The Audi e-tron GT is said to be able to charge to 80 percent from empty in 20 minutes. Of course, most will not roll up to a charging station completely empty, and the rate at which it will accept energy after the 80-percent level is unknown. This, then, should be considered a rough guide. One positive note, though: charging networks for non-Tesla vehicles should be much better developed in two years time given the effort being put into the Ionity charging network in Europe and Electrify America system in the U.S.
For home charging, the two are quite close, but with an interesting difference. The Tesla comes with an 11.5 kW onboard AC charger which would be plugged into a Tesla Wall Connector. The Audi features 11 kW wireless charging, which would be extremely convenient: just park over the charging pad and the charging just happens.
Now to the fun part — performance. The e-tron GT here has a clear edge. It is said to scoot from 0-to-60 miles per hour in 3.5 seconds and tops out at 149 mph (240 kph). This particular Tesla, can “only” manage to accelerate to 60 mph in 4.2 seconds and offers a “mere” 140-mph top speed.
Not only that, but the German automaker claims its Grand Turismo can continue to perform at its peak without having to make concessions. This is a direct shot at Tesla. Its full-size sedan famously cuts back power after a period of hard usage to protect itself. Advantage Audi.
When it comes to handling, we can not perfectly judge the two, but we have to believe the Audi would come out on top here as well. The Tesla comports itself pretty well through the twisties, but the e-tron will have both torque vectoring and four-wheel-steering. We think these factors will help it straighten the curves impressively and make it quicker around a track than the Model S.
One area the Tesla Model S has a clear advantage is seating capacity. It can comfortably fit five, and has a set of optional jump seats in the rear for children that have outgrown their car seats, but are still not adult size. It also has a clear edge when it comes to holding cargo. Though both have similarly-sized frunks (front trunks), the Model S has a hatchback rear which opens up to accept and hold large objects. With the rear seats folded down, it is a moving-day monster.

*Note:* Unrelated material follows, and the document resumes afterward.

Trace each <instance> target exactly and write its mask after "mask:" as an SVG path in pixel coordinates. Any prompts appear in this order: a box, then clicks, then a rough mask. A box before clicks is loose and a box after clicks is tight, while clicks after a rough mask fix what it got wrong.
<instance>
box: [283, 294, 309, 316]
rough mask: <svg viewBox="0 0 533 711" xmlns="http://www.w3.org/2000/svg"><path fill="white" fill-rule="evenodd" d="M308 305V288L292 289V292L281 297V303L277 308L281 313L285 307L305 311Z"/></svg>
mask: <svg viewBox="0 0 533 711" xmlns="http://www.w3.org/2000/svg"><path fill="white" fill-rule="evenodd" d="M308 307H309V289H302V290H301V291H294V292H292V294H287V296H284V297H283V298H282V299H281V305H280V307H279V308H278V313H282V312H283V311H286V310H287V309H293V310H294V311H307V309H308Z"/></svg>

The e-tron, on the other hand, may only comfortably accommodate four on trips of any length — it remains to be seen how the rear seating will handle a fifth passenger. And, though its traditional trunk arrangement might be spacious enough for most usage, it can’t rise to the occasional enthusiastic trip to Ikea like its competitor can.
When it comes to making a decision between the two, the outcome will be determined by the specific needs and desires of the buyer. The Tesla Model S offers classic styling with great useability. It’s is constantly being improved via software (for free) through over-the-air updates, which is a huge bonus. It also has a great optional advanced driver assistance system (ADAS) in Autopilot.
The Audi e-tron GT puts the emphasis on performance. Though it may be toned down somewhat in the translation to production, it will no doubt still be capable of making a splashy entrance. We also have to believe it will be a great driving car, ready to plaster a smile across the face of a driver after pulling away from a traffic light or making their way up a twisted mountain road.
For ourselves, we’re happy to see another all-electric sedan on its way. Competition is good for both companies and consumers and the success of this newcomer puts another nail in the coffin of internal combustion.